I attended Pratt Institute in Brooklyn for somewhere between three and four semesters, from the fall of 1975 to the spring of 1977. I had planned to major in printmaking if I had stuck it out.
all artwork © Bruce Carleton 2021

“Right/Left/Left/Right MEDIUM: photoetching combined with traditional etching STORY: Here I was able to combine the two things I liked doing most at the time: intaglio printing and the use of photos in my art.

“Radiograph” MEDIUM: photoetching STORY: I was excited with the idea of using photos in my prints and thought this was the angle I wanted to pursue.

“Fruit of La Lune” MEDIUM: etching + aquatint STORY: A lot of the things I drew in my notebooks during that time came from my dreams, which tended to be vivid. This is one of those drawings that I turned into a print.

“Spectral Emesis, Black” MEDIUM: lithograph STORY: 1976 is too far back to remember exactly what I had in mind, but I know I was strongly influenced by the Mayan art I was exploring at the time.

“Spectral Emesis, Ochre” MEDIUM: etching STORY: See “Spectral Emesis, Black.” (Shown with bonus glass block window reflection.)

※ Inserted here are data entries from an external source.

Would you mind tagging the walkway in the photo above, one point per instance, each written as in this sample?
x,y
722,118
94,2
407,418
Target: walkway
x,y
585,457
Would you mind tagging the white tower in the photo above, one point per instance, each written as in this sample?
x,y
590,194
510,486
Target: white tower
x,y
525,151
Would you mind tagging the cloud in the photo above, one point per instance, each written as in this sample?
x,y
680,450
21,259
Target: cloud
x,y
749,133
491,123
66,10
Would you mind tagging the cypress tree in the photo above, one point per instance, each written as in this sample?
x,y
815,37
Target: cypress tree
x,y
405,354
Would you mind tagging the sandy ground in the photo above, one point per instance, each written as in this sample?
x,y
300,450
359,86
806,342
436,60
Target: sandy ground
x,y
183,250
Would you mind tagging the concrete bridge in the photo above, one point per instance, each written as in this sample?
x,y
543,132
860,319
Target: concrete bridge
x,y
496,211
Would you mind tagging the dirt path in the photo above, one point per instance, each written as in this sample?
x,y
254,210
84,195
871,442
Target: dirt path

“Diabolus Lupus” MEDIUM: etching STORY: I was reading a lot of mystical stuff like Aleister Crowley and Tibetan demonology.

“Bzz Flp” MEDIUM: lithograph/monoprint STORY: This was a one-off doodle that I did when I was first leaning lithography.

“Window on the Infernal Regions” MEDIUM: acrylic paint on paper STORY: For the first year I was at Pratt I lived in the dorm. I was in a lot of psychic upheaval at the time, and spent long evenings staring out the window at the eerie red glow of Brooklyn and waiting for an answer. None came, at least not quickly, but this painting — the only one I ever did between about 1973 and 2015 (see “Who Itches…”) — captured that feeling pretty well.